The WHO’s instinct to review new data is to some extent understandable. Absent randomized clinical trials, it’s hard to assess whether the vaccines approved in Europe and the U.S. are effective against the version of the virus circulating in Congo. Moreover, giving an unauthorized vaccine to an otherwise healthy population, including children, can be risky. Yet as the virus spreads and the death toll mounts, the benefits of vaccination start to outweigh the potential costs — and the prospect of stalling to replicate lengthy regulatory processes becomes increasingly indefensible.
To its credit, the WHO has stepped up its response over the past month. Vaccine donations from rich countries have started to arrive and, with last month’s announcement, so too will purchases from Bavarian Nordic. Yet the belated resolution mustn’t obscure the need for a nimbler, more straightforward emergency approval process that allows for quick adoption of U.S. and European standards without all the hoops.

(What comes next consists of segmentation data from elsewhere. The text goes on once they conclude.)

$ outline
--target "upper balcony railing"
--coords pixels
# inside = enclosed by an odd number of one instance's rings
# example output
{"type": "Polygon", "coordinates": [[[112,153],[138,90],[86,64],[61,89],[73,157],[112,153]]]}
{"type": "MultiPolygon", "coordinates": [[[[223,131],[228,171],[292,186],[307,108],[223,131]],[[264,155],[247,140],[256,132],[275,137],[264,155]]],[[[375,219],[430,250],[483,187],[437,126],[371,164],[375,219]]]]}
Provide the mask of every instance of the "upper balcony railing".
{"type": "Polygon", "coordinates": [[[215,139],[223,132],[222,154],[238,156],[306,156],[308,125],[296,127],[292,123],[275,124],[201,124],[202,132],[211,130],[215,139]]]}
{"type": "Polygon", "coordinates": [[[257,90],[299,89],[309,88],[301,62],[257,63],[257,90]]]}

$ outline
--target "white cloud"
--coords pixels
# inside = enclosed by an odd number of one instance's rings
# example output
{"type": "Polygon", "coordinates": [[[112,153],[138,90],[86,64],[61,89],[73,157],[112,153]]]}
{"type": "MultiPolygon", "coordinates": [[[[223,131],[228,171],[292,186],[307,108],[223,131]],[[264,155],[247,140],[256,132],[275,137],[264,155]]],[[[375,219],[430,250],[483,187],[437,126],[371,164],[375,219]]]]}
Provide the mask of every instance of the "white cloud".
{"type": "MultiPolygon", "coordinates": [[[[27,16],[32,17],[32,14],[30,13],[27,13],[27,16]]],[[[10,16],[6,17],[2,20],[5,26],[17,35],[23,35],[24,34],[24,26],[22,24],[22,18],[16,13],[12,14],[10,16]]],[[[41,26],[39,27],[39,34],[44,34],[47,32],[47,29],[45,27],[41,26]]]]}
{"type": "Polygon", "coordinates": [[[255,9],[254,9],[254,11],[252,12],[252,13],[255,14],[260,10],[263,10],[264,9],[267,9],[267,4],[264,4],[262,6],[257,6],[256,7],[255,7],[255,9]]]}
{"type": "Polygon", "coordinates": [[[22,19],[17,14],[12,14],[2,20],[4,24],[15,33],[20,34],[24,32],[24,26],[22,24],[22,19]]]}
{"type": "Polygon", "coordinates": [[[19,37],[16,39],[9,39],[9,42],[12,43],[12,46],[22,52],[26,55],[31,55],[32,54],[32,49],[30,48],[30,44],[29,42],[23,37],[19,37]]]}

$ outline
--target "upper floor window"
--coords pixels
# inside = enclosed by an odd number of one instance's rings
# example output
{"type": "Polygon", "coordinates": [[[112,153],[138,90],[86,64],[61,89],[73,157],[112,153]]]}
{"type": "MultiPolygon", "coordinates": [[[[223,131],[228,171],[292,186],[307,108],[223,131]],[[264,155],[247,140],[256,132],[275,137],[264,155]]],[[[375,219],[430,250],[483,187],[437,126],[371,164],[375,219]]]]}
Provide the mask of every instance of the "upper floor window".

A similar process has been used successfully for years in Pepfar, the U.S. government program to treat HIV, and should be expanded — if only for the next outbreak. More transparency with manufacturers and other stakeholders throughout the prequalification process would help, too.
The WHO has substantial responsibilities, and it shouldn’t waste precious time duplicating efforts. By trusting its global partners, it can focus instead on saving lives.